Logical not on a scipy sparse matrix - python-3.x

I have a bag-of-words representation of a corpus stored in an D by W sparse matrix word_freqs. Each row is a document and each column is a word. A given element word_freqs[d,w] represents the number of occurrences of word w in document d.
I'm trying to obtain another D by W matrix not_word_occs where, for each element of word_freqs:
If word_freqs[d,w] is zero, not_word_occs[d,w] should be one.
Otherwise, not_word_occs[d,w] should be zero.
Eventually, this matrix will need to be multiplied with other matrices which might be dense or sparse.
I've tried a number of methods, including:
not_word_occs = (word_freqs == 0).astype(int)
This words for toy examples, but results in a MemoryError for my actual data (which is approx. 18,000x16,000).
I've also tried np.logical_not():
word_occs = sklearn.preprocessing.binarize(word_freqs)
not_word_occs = np.logical_not(word_freqs).astype(int)
This seemed promising, but np.logical_not() does not work on sparse matrices, giving the following error:
ValueError: The truth value of an array with more than one element is ambiguous. Use a.any() or a.all().
Any ideas or guidance would be appreciated.
(By the way, word_freqs is generated by sklearn's preprocessing.CountVectorizer(). If there's a solution that involves converting this to another kind of matrix, I'm certainly open to that.)

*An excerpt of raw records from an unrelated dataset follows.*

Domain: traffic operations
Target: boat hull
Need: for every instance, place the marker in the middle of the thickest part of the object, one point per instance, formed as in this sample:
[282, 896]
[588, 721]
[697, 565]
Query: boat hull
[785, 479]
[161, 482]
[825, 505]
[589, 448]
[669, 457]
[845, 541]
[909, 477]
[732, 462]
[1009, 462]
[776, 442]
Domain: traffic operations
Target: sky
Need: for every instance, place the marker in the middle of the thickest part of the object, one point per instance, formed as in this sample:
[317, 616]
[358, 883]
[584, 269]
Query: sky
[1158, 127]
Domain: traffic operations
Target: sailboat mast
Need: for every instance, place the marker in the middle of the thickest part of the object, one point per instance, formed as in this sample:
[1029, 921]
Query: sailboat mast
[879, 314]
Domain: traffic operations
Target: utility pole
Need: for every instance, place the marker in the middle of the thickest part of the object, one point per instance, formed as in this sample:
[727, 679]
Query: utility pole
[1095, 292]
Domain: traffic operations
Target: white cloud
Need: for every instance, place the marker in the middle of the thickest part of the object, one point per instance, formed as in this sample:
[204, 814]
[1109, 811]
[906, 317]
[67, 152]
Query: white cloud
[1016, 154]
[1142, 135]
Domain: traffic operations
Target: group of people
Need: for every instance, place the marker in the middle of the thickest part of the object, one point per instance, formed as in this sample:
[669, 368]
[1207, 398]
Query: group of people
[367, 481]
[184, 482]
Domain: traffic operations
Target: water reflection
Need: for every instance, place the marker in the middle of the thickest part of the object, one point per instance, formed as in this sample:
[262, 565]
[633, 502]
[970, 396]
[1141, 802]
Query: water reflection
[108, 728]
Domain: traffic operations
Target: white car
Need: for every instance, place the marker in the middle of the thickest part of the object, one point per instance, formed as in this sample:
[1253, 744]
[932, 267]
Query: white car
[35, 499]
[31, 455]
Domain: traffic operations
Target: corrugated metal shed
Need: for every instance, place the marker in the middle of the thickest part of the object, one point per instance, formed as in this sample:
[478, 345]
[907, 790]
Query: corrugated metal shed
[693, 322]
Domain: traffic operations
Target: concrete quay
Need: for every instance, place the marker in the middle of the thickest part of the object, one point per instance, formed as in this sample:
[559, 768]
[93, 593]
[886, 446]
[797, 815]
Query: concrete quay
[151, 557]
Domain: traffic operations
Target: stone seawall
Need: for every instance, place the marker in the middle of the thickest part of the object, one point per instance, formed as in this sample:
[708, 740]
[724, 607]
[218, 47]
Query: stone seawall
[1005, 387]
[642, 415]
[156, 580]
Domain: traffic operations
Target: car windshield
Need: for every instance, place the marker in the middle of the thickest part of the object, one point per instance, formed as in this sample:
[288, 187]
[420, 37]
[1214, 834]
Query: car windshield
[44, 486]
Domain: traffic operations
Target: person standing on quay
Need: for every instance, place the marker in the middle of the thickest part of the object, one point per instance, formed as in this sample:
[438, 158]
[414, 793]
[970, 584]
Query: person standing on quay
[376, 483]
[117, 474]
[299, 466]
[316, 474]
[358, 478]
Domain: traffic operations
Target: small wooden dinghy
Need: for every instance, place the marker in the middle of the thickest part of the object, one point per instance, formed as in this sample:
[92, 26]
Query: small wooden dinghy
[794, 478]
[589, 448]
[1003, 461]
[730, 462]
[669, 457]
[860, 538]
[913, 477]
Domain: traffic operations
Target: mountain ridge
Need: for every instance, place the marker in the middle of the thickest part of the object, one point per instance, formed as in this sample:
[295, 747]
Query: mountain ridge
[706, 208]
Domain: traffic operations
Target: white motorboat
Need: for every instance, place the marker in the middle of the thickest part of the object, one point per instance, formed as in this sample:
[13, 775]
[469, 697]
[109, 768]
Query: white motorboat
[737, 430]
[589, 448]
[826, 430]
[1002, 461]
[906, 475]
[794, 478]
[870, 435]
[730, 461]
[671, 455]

The complement of the nonzero positions of a sparse matrix is dense. So if you want to achieve your stated goals with standard numpy arrays you will require quite a bit of RAM. Here's a quick and totally unscientific hack to give you an idea, how many arrays of that sort your computer can handle:
>>> import numpy as np
>>> a = []
>>> for j in range(100):
... print(j)
... a.append(np.ones((16000, 18000), dtype=int))
My laptop chokes at j=1. So unless you have a really good computer even if you can get the complement (you can do
>>> compl = np.ones(S.shape,int)
>>> compl[S.nonzero()] = 0
) memory will be an issue.
One way out may be to not explicitly compute the complement let's call it C = B1 - A, where B1 is the same-shape matrix completely filled with ones and A the adjacency matrix of your original sparse matrix. For example the matrix product XC can be written as XB1 - XA so you have one multiplication with the sparse A and one with B1 which is actually cheap because it boils down to computing row sums. The point here is that you can compute that without computing C first.
A particularly simple example would be multiplication with a one-hot vector. Such a multiplication just selects a column (if multiplying from the right) or row (if multiplying from the left) of the other matrix. Meaning you just need to find that column or row of the sparse matrix and take the complement (for a single slice no problem) and if you do this for a one-hot matrix, as above you needn't compute the complement explicitly.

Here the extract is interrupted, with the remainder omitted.